Notes on the Lectionary and Liturgical Colors
by the Rev. Susan Blain, Curator for Worship and Liturgical Arts (mailto:blains@ucc.org)
Faith Formation Ministry, Local Church Ministries, United Church of Christ
(Essay based on an article by Laurence Hull Stookey: “Putting Liturgical Colors in their Place” in Calendar: Christ’s Time for the Church ©1996 Abingdon Press.)
The use of colors to differentiate liturgical seasons is a custom in use among some Western churches for hundreds of years. Although the custom of using colors is an ancient one, there has not always been agreement on what the colors should be. The Council of Trent in 1570, a Roman Catholic response to the Reformation, codified the colors for the Roman Catholic Church. When we talk about “traditional” colors today, we usually are referring to that codification. There were four basic colors in that codification: purple (penitence), red (Spirit or Martyrs memorials), green (long season after Pentecost) and white (festivals). Other colors, or no color at all, were acceptable variants in some regions.

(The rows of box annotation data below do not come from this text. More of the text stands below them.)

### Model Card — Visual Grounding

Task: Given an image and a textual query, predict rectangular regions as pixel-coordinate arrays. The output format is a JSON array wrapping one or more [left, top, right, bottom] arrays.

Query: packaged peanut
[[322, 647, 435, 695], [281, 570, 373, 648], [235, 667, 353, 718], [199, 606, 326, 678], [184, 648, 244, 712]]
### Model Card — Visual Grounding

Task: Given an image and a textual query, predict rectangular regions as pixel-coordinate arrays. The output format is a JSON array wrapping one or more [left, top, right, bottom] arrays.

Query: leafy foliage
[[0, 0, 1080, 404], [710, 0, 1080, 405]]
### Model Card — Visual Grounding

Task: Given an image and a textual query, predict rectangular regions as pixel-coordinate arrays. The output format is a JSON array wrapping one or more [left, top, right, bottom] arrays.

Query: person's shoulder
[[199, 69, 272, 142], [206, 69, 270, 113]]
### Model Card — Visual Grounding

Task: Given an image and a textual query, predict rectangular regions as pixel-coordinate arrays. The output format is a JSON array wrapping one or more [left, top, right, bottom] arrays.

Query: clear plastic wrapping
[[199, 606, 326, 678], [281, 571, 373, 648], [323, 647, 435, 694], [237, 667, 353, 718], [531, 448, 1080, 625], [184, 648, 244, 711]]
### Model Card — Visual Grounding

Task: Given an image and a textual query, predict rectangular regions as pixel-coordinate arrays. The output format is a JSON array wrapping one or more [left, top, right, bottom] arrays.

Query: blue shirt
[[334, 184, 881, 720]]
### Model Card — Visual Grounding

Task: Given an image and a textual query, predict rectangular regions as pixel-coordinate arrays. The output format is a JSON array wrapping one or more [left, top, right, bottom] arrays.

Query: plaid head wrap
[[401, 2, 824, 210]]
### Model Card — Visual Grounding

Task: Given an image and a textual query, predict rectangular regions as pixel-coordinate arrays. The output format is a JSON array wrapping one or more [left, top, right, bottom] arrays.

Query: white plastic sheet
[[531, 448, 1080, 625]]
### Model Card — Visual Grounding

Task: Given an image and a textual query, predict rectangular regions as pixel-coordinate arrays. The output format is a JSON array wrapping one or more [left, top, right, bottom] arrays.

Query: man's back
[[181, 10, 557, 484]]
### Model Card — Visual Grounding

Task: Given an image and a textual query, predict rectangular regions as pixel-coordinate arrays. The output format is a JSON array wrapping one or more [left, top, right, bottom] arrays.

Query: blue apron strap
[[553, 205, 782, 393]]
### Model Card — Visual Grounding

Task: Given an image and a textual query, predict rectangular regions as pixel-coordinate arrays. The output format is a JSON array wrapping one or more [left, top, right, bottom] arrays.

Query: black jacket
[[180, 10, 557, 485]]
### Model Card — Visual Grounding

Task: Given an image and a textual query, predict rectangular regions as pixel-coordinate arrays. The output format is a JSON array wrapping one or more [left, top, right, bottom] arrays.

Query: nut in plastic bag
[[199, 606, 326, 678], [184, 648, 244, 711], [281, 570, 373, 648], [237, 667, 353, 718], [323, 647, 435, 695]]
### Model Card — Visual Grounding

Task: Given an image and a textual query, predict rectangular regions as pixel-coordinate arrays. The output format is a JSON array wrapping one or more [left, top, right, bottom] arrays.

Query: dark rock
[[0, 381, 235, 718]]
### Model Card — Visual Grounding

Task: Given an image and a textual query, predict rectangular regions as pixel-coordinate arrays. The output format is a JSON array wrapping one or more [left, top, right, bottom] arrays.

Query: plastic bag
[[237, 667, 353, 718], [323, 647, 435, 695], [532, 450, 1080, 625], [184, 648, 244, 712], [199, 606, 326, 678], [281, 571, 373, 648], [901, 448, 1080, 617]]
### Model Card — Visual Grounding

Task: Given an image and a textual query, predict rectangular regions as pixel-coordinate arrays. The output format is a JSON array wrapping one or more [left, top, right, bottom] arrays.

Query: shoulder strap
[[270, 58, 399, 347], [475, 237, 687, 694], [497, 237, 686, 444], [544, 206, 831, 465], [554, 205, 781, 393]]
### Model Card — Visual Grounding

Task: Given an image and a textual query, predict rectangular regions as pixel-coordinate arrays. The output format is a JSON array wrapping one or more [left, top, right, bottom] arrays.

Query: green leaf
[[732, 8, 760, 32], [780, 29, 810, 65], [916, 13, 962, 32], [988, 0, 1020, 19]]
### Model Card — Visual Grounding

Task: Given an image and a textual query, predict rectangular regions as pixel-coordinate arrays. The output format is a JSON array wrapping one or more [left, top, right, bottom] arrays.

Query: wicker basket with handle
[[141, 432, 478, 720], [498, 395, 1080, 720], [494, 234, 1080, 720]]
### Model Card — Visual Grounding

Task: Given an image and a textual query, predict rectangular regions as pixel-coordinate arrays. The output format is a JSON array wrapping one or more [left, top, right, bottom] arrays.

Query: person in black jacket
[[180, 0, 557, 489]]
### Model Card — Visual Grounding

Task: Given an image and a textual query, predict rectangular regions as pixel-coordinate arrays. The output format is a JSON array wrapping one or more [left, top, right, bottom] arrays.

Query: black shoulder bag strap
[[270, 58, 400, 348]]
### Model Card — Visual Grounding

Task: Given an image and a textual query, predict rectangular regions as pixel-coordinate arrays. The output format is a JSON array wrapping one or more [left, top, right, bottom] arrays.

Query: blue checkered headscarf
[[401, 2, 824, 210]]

The Reformation of course was a watershed for Christian ritual practice. Anglican and Lutheran churches often used some form of liturgical colors; however, the Reformed tradition of churches, where the UCC falls, for the most part did away with the custom of using colors, opting for much more simplicity. During the ecumenical liturgical movement of the mid-20th Century, Protestant churches began to look back at some of the ritual and colorful practices of the past with an eye toward reclaiming them to help give expression to feeling, tone, and imagery underlying the lectionary stories.
Before the Reformation’s iconoclasm, and Trent’s code, practices varied from place to place, often depending on what was available. Indeed, in some places the custom was to organize vestments into practical categories of “best,” “second best,” and “everyday”–not depending on the color at all. For Christmas and Easter the “best” vestments were used, no matter the color! Other, less prominent feasts or Sundays got “second best” or “everyday.”